Am 15.04.2020 um 23:12 schrieb Peter Murray-Rust:
Do you know whether the figures are characters or bitmap images (we find a
lot of this in scientific publications). If they are characters with
non-standard codes , then there's probably only a small number of
characters in each font. We mapped this for some thousands of maths symbols
and I'd guess it's a smaller problem for chess. Alternatively the pieces
may be small bitmapped images Our AMI3 tool , uses PDFBox and stores all
images and removes duplicates, recording the coordinates.
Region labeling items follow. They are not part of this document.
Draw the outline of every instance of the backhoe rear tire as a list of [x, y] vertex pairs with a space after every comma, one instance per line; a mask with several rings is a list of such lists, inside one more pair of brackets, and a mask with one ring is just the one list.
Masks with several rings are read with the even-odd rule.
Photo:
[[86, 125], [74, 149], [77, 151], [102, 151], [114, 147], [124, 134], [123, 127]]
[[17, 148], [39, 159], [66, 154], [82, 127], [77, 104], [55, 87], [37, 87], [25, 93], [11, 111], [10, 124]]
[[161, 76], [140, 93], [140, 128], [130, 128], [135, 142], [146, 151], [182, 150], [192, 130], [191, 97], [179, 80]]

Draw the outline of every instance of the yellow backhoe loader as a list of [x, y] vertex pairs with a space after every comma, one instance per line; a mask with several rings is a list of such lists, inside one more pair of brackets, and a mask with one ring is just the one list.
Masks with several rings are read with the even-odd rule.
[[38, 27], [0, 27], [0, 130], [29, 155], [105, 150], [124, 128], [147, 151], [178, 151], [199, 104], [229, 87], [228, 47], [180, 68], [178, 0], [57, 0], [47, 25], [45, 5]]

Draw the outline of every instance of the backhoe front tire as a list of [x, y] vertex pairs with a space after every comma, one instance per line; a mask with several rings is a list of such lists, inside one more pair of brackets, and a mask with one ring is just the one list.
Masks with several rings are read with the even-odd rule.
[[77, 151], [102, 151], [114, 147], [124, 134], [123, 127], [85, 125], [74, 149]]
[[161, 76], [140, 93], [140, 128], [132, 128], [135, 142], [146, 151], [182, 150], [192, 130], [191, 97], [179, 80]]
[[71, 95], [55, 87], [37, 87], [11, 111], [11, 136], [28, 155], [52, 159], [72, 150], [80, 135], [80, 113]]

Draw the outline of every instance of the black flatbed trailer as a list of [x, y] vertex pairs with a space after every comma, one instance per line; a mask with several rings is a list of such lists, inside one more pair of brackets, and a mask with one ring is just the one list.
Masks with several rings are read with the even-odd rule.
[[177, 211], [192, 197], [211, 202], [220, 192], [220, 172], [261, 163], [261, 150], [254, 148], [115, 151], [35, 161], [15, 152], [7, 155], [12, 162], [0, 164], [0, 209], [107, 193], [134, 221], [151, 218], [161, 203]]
It's Open source
and you are welcome to try it.
Mail me if so.
Or share such a file (upload to a sharehoster).
If you can't, open it with PDFDebugger and look around until you find
the fonts resources, and tell what you see.
Tilman
P.
On Wed, Apr 15, 2020 at 9:19 PM Fran Rojas <froja...@gmail.com> wrote:
Hello Tilman,
I have just tested the pdf with adobe reader and it neither recognized the
characters.
Then, what would the stragegy be ?
Is there any way that the library returns the images of unrecognized
characters so that the application could make an effort to interpret them
(via a specialized OCR or something like that) ?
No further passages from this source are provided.